What should you know about these new virtual assistants? How do they differ from their predecessors, and what features and applications do they offer?  

To gain a clearer understanding of the topic, let’s explore five important aspects of chatbots from the past and present.  

1 – What are chatbots?

A chatbot is a software program designed to mimic human conversation using text or voice interfaces. It leverages artificial intelligence, employing natural language processing (NLP) and machine learning algorithms to understand user inputs and deliver relevant responses. 

2 – What are the advantages of intelligent conversational assistants? 

Adopting an AI-based virtual assistant to provide support to customers or employees offers numerous advantages: 

  • Reduces wait time, improves user experience, and enhances overall customer or employee satisfaction. 
  • Scalability: A single AI chatbot can handle thousands of simultaneous conversations, offering 24/7 service without compromising quality. 
  • Ease of use, requiring no training. 
  • Cost reduction for customer service. 
  • Speed in finding necessary information within a database. 
  • Flexibility: AI chatbots are not limited to predefined scenarios; they can handle unexpected questions, provide personalized responses, and even propose creative solutions to complex problems. 
  • Integration: Virtual assistants can easily connect to databases, CRM systems, and other business tools to access and provide real-time information, perform complex transactions, and offer more comprehensive support. 
  • Personalization: They can adapt their style and tone of voice to match the company, providing responses that align more closely with customer needs.
     

3 – What is the difference between a traditional chatbot and a generative AI chatbot? 

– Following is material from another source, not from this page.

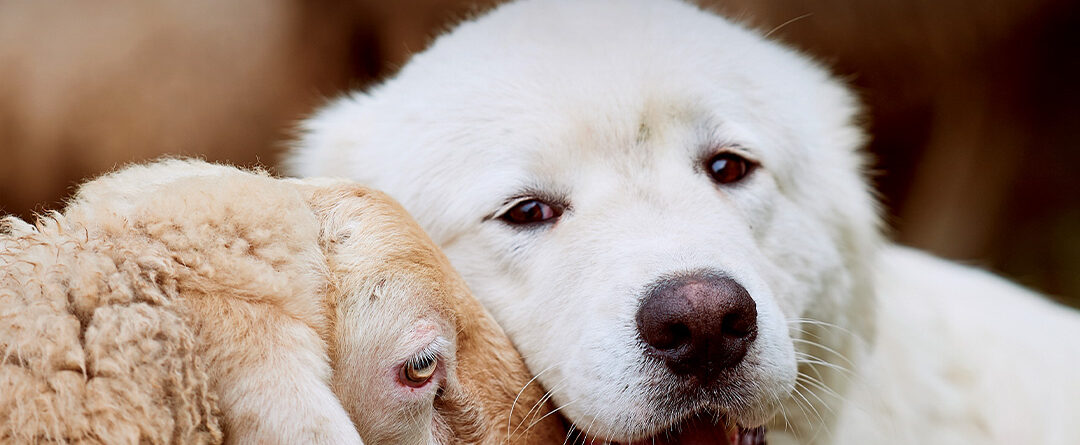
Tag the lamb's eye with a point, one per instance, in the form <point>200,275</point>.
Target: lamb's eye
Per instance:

The main differences between a traditional chatbot and one that leverages generative AI lie in how they understand requests and generate responses. 

  • Traditional chatbots operate based on predefined rules, patterns, and scripts, providing preset answers. They are effective for simple and predictable tasks, but when faced with unexpected questions, they struggle to understand or respond appropriately. 
  • Generative AI chatbots, on the other hand, use advanced natural language processing technologies to comprehend what the user is saying. Instead of relying on a fixed set of responses, they can generate original replies in real time, adapting to a wide range of language styles and tones. 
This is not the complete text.